Le second message que LLR fait passer est celui du « Gel des Lieux » : Empêcher quiconque d’accéder à la scène du crime, ou en faire sortir dès que possible tous les non spécialistes sans distinction de fonction ou de grade, puis attendre sans toucher à rien l’arrivée des spécialistes de terrain.

Le troisième message concerne la Non Pollution de la Scène de Crime par ces spécialistes eux-mêmes. Puisque tout homme modifie l’environnement dans lequel il évolue, les spécialistes de terrain doivent donc être revêtus d’une combinaison intégrale en plastique (non pelucheuse), porter un calot et des gants de chirurgien, et avoir enfilé des couvre-chaussures en plastique.

LLR décrit ensuite et explique l’utilisation du tamponnoir, petit ustensile tout simple qu’il a inventé, composé d’une pastille d’aluminium d’un centimètre de diamètre munie d’une queue de préhension et recouverte d’un adhésif double-face, lui-même protégé par une pellicule jetable qu’on enlève juste avant l’utilisation du tamponnoir.

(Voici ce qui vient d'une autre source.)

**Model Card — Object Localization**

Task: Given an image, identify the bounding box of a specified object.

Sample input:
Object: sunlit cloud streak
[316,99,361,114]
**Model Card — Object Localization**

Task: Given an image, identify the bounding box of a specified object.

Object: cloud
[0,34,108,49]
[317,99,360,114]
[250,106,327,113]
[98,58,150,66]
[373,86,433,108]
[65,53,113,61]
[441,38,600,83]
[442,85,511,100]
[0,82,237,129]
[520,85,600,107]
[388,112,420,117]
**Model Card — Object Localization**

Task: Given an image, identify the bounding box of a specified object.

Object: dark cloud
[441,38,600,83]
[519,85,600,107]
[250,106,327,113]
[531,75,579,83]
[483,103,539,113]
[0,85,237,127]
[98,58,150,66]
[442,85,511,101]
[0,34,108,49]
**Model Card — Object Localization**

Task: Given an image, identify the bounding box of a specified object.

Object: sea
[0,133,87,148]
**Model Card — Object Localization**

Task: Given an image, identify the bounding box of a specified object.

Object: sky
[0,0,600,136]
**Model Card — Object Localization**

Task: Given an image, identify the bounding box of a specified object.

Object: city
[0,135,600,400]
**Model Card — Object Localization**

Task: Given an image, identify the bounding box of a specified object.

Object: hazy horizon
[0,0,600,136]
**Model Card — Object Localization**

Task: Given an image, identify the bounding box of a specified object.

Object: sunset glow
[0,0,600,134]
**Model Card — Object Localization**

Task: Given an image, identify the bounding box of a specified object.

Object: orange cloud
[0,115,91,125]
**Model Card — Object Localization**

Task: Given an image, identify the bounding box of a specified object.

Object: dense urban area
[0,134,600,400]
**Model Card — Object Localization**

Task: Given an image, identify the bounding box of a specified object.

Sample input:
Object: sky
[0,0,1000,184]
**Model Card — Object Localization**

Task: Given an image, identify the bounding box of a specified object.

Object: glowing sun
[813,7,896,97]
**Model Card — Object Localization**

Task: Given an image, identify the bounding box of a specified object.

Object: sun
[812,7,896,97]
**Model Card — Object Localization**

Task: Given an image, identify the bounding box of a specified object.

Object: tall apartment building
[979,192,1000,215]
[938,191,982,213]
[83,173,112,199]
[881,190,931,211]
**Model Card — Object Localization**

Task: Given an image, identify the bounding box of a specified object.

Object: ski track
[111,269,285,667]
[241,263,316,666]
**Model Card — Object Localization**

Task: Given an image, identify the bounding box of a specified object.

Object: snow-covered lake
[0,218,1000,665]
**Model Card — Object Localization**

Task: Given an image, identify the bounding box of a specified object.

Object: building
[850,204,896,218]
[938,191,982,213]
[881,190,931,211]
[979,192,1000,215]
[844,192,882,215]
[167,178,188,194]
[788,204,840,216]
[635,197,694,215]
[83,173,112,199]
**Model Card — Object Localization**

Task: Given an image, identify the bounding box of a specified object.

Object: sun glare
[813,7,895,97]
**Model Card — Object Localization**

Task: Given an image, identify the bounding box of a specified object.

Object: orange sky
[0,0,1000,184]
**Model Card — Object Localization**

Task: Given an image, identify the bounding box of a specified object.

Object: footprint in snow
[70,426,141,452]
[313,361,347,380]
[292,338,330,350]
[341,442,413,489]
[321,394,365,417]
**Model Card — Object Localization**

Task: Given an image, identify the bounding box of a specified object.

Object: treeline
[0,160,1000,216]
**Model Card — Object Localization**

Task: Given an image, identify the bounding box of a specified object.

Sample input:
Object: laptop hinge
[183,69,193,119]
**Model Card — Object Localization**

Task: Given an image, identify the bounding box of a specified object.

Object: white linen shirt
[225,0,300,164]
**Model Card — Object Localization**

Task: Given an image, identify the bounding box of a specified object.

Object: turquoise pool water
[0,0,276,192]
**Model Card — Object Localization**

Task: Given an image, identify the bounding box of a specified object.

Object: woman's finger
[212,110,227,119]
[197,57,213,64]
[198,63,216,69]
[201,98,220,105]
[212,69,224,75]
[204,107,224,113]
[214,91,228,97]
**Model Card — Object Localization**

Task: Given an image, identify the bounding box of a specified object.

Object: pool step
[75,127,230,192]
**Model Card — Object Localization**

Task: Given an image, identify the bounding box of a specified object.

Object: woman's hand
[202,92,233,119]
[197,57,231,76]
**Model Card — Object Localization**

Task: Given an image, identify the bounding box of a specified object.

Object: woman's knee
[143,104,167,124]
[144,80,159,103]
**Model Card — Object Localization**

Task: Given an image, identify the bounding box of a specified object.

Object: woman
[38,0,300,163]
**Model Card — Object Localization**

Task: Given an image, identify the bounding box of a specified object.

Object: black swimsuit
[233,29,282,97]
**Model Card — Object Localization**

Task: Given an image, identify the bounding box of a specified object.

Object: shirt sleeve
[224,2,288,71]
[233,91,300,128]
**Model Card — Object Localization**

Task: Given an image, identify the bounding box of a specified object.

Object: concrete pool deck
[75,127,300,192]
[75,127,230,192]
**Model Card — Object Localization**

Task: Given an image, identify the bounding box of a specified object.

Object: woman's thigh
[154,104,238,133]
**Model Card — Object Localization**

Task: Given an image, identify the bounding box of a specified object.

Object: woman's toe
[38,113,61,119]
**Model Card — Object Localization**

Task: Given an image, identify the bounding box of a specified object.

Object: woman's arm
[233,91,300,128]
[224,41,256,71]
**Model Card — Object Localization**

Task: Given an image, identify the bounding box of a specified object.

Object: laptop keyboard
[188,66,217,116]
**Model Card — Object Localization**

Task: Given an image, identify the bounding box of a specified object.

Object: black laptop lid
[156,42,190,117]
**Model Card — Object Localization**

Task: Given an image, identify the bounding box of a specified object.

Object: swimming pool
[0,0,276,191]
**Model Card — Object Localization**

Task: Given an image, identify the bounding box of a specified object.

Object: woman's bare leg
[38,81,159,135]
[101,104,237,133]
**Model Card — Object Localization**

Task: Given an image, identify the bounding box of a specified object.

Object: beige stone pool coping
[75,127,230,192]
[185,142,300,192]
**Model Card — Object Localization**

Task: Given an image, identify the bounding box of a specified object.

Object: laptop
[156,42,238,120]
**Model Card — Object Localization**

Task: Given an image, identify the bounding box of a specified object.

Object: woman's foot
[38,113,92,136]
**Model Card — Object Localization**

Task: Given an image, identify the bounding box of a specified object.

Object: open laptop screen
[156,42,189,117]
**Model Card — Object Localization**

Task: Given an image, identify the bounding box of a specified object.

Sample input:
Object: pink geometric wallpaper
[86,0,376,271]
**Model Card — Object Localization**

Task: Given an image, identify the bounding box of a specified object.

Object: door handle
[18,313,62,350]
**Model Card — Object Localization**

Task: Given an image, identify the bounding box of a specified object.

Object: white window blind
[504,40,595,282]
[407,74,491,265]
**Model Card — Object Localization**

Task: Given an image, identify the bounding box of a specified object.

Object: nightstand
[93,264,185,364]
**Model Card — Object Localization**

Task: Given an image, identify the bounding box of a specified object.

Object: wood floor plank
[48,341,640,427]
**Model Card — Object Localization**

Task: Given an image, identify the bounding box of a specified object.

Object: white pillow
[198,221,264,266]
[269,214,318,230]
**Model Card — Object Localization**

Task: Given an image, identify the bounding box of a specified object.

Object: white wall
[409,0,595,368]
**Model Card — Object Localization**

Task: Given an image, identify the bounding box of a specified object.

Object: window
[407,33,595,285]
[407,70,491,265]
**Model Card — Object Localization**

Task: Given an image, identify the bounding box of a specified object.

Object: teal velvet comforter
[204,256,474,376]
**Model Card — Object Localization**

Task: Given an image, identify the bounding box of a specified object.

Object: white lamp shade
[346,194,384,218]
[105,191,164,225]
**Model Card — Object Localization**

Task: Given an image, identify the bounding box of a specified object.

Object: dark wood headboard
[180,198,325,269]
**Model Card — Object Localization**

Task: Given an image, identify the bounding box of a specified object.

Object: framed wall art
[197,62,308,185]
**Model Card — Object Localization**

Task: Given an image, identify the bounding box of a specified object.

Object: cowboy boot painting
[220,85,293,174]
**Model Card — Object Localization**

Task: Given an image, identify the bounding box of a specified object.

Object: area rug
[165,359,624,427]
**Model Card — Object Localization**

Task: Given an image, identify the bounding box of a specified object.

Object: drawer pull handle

Cette dernière enlevée, il suffit de promener le tamponnoir sur n’importe quel type d’objet ou de corps pour y recueillir toutes les particules superficielles qui s’y trouvent, y compris celles invisibles à l’oeil nu.

Conçus pour être introduits ensuite directement dans le M.E.B., les tamponnoirs évitent tout risque de pollution entre l’instant du prélèvement et celui de leur étude au laboratoire. Une des principales applications du tamponnoir est la recherche de résidus de tir (traces de poudre, éléments de munition, etc.) sur les mains d’un cadavre ou d’un suspect.

Le brevet (2) du tamponnoir est déposé le 4 mars 1986.

Brevet tamponnoir (télécharger le document pdf)

LLR énonce enfin sa théorie des Prélèvements Conservatoires, c’est-à-dire les prélèvements à réaliser systématiquement sur le terrain, lors d’une autopsie et sur le (ou les) suspect(s), en attendant que l’affaire s’éclaircisse… ou se complique. L’avantage des prélèvements conservatoires, c’est qu’ils sont réalisés immédiatement après la découverte des faits, autrement dit dans de bonnes conditions, et peuvent éventuellement être étudiés longtemps après s’il y a complément d’enquête ou rebondissement quelconque.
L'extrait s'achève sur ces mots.